For the first two thirds of the novel, we interleave chapters narrated by a third person, and chapters narrated directly by Roscoe from prison. This works well up to a point, and of course there is an inevitable contrast drawn between Roscoe’s incarceration for having killed a man by electrocution, and the nascent use by the prison system of the electric chair. Unfortunately, the prison chapters soon run out of much to say and both sets of chapters end up telling the backstory. It is very well told, but it does feel as though the narrative, like Roscoe’s sentence, is unnecessarily prolonged, running to 20 chapters simply to match Roscoe’s sentence.

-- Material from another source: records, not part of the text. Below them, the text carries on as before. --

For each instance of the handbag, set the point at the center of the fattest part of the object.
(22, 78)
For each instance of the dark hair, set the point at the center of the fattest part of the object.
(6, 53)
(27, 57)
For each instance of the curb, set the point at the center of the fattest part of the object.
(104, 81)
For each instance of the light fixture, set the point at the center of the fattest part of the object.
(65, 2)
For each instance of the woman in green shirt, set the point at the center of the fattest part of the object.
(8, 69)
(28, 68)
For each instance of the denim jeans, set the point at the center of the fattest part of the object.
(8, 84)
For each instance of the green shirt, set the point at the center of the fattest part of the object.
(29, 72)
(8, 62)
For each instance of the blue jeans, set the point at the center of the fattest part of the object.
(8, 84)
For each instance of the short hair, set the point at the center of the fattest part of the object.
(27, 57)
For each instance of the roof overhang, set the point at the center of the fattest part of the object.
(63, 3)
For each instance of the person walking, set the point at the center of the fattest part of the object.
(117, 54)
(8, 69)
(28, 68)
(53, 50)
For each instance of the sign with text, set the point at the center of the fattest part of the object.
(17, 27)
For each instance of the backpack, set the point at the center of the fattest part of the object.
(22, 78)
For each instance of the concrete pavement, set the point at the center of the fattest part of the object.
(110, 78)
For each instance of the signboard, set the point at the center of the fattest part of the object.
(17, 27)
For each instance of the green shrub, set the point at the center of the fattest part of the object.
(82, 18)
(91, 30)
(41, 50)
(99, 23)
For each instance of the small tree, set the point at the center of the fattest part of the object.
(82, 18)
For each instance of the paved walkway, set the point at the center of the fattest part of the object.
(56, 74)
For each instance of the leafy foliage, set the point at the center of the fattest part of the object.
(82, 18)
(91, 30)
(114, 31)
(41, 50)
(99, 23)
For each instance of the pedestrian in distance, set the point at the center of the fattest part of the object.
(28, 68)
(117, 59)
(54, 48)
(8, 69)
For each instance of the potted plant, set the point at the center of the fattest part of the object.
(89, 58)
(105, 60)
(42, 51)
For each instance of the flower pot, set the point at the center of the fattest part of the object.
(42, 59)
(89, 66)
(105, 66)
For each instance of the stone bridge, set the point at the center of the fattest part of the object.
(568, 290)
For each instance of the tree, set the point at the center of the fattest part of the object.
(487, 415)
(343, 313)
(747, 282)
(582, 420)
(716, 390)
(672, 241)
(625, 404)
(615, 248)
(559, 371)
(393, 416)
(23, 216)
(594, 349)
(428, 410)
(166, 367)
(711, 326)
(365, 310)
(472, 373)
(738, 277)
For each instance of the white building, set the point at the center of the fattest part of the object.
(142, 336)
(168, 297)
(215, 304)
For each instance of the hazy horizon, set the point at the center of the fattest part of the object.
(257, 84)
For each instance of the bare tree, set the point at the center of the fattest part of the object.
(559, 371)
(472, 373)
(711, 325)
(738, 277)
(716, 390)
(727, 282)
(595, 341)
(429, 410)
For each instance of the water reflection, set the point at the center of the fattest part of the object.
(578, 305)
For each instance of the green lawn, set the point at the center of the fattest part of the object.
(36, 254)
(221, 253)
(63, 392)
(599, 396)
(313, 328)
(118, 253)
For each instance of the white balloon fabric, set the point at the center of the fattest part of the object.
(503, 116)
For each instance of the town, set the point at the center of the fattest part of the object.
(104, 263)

The final third of the novel abandons the chapter format and gives a first person narrative of Roscoe’s life on release. This offers plenty of opportunity to compare and contrast Roscoe and Wilson’s experiences and fortunes. It is pretty emotional in places. What it lacks, though, is any terribly cogent rationale for how things ended up as they had. This doesn’t seem to be a case of crime and punishment, or even behaviour and consequences. It just seems to be random outcomes from unjust situations with characters behaving strangely given all that we have come to know about them.
This is not a bad novel; even if parts of it can feel repetitive, it is not a long novel and it mixes the bleakness with humour and sunlight. There are some interesting ideas knocking around. But overall, it doesn’t quite work; it is not as profound as it clearly hopes to be.
The story line, characters and irony of the novel is all superb. Immediately transported into a different and tough world, in which the promise of the future can damage the present. No need to say more, give this book a chance.